While running a stress test for classical expressions I am running into a runtime recursion depth issue generating a circuit.

    yield from node.right.accept(self)
../../../../opt/anaconda3/envs/primitives/lib/python3.11/site-packages/qiskit/circuit/classical/expr/visitors.py:73: in visit_binary
    yield from node.right.accept(self)
../../../../opt/anaconda3/envs/primitives/lib/python3.11/site-packages/qiskit/circuit/classical/expr/visitors.py:73: in visit_binary
    yield from node.right.accept(self)
../../../../opt/anaconda3/envs/primitives/lib/python3.11/site-packages/qiskit/circuit/classical/expr/visitors.py:73: in visit_binary
    yield from node.right.accept(self)
../../../../opt/anaconda3/envs/primitives/lib/python3.11/site-packages/qiskit/circuit/classical/expr/visitors.py:73: in visit_binary
    yield from node.right.accept(self)
../../../../opt/anaconda3/envs/primitives/lib/python3.11/site-packages/qiskit/circuit/classical/expr/visitors.py:73: in visit_binary
    yield from node.right.accept(self)
../../../../opt/anaconda3/envs/primitives/lib/python3.11/site-packages/qiskit/circuit/classical/expr/visitors.py:72: in visit_binary
    yield from node.left.accept(self)
_ _ _ _ _ _ _ _ _ _ _ _ _ _ _ _ _ _ _ _ _ _ _ _ _ _ _ _ _ _ _ _ _ _ _ _ _ _ _ _ _ _ _ _ _ _ _ _ _ _ _ _ _ _ _ _ _ _ _ _ _ _ _ _ _ _ _ _ _ _ _ _ _ _ _ _ _ _ _ _ _ _ _ _ _ _ _ _ 

self = Var(Clbit(ClassicalRegister(1000, 'c0'), 42), Bool()), visitor = <qiskit.circuit.classical.expr.visitors._VarWalkerImpl object at 0x115376aa0>

    def accept(self, visitor, /):
>       return visitor.visit_var(self)
E       RecursionError: maximum recursion depth exceeded

../../../../opt/anaconda3/envs/primitives/lib/python3.11/site-packages/qiskit/circuit/classical/expr/expr.py:138: RecursionError
---------------------------------------------------------------------------- Captured stderr setup ---------------------------------

How can we reproduce the issue?

        n_qubits = self.backend.num_qubits
        n_comparisons = 1000
        # n_comparisons = 200 works for me

        n_measures_per_round = n_qubits - 1

        qr = QuantumRegister(n_qubits)
        cr = ClassicalRegister(n_comparisons)
        final_cr = ClassicalRegister(1)

        qc_expr_test = QuantumCircuit(qr, cr, final_cr)
        # Should measure all 1s except the final qubit
        qc_expr_test.x(qr[:-1])
        measurements_remaining = n_comparisons
        while (measurements_remaining > 0):
            total_measures_performed = n_comparisons - measurements_remaining
            measures_this_round = min(measurements_remaining, n_measures_per_round)
            qc_expr_test.barrier(qr)

            qc_expr_test.measure(qr[:measures_this_round], cr[total_measures_performed:total_measures_performed+measures_this_round])
            qc_expr_test.barrier(qr)
            measurements_remaining = measurements_remaining - measures_this_round

        # Complicated expression which should evaluate to 1

        # Or together all results
        # for a complicated expression
        or_bit_expr = None
        for cbit in cr:
            if or_bit_expr is None:
                or_bit_expr = cbit
            else:
                or_bit_expr = expr.bit_or(cbit, or_bit_expr)
        # Should evaluate to all 1's ideally

        # Map final classical result onto qubit to be measured
        with qc_expr_test.if_test(or_bit_expr):
            qc_expr_test.x(qr[-1])

        qc_expr_test.barrier(qr)
        qc_expr_test.measure(qr[-1], final_cr)

What should happen?

Should build the circuit successfully

Any suggestions?

No response

Posting this one as well.
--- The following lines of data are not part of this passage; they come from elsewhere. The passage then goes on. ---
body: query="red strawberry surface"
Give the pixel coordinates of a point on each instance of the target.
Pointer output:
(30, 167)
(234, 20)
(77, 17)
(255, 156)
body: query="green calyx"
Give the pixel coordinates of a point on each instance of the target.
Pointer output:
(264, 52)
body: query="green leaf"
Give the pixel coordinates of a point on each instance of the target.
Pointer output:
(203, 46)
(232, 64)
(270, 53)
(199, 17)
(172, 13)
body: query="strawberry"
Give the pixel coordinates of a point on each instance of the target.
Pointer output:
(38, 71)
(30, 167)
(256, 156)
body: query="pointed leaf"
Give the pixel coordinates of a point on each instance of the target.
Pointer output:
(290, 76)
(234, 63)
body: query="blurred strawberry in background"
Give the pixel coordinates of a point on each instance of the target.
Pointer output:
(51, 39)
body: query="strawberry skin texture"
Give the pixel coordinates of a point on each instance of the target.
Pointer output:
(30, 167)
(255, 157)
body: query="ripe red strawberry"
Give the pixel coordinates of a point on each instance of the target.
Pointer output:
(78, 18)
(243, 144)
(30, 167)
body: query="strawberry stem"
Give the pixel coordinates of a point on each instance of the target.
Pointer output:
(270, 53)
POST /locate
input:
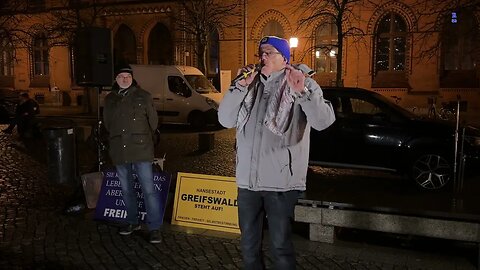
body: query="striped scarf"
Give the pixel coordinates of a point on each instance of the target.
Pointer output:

It doesn't error but takes very long to evaluate to the point I stopped at 200 operations and gave up (20 worked)

        n_qubits = self.backend.num_qubits
        n_comparisons = 200

        n_measures_per_round = n_qubits - 1

        qr = QuantumRegister(n_qubits)
        # Store each bit in a register to avoid packing in the compiler
        # in an effort to make less LLVM optimization and more
        # computations happen
        crs = [ClassicalRegister(1) for _ in range(n_comparisons)]
        final_cr = ClassicalRegister(1)

        qc_expr_test = QuantumCircuit(qr, *crs, final_cr)
        # Should measure all 1s except the final qubit
        qc_expr_test.x(qr[:-1])
        measurements_remaining = n_comparisons
        while (measurements_remaining > 0):
            total_measures_performed = n_comparisons - measurements_remaining
            measures_this_round = min(measurements_remaining, n_measures_per_round)
            qc_expr_test.barrier(qr)

            qc_expr_test.measure(qr[:measures_this_round], [crs[cr][0] for cr in range(total_measures_performed, total_measures_performed+measures_this_round)])
            qc_expr_test.barrier(qr)
            measurements_remaining = measurements_remaining - measures_this_round

        # Complicated expression which should evaluate to 1

        # Or together all results
        # for a complicated expression
        or_bit_expr = None
        for cr in crs:
            cbit = cr[0]
            if or_bit_expr is None:
                or_bit_expr = cbit
            else:
                tmp_expr = expr.bit_xor(cbit, or_bit_expr)
                or_bit_expr = expr.bit_or(tmp_expr, tmp_expr)
        # Should evaluate to all 1's ideally

        # Map final classical result onto qubit to be measured
        with qc_expr_test.if_test(or_bit_expr):
            qc_expr_test.x(qr[-1])

For the first comment:

Thanks for the report, it's really good to be doing stress testing of this, and I really hadn't thought about 1000+ element expressions when I made the expression tree system, or wrote everything in terms of visitors. It's not immediately clear to me what the strategy should be here to fixing this for all expression-handling logic; anything that uses the visitors is going to be subject to Python's recursion limiter. Fwiw, I'd naively expect the recursion failure to occur at a little under 1500 nodes deep on Linux or macOS, and a little under 500 on Windows (the visitor uses two function calls for each node - Expr.accept and a corresponding Visitor.visit - and the default sys.getrecursionlimit() is 3000 on Linux/macOS, 1000 on Windows iirc).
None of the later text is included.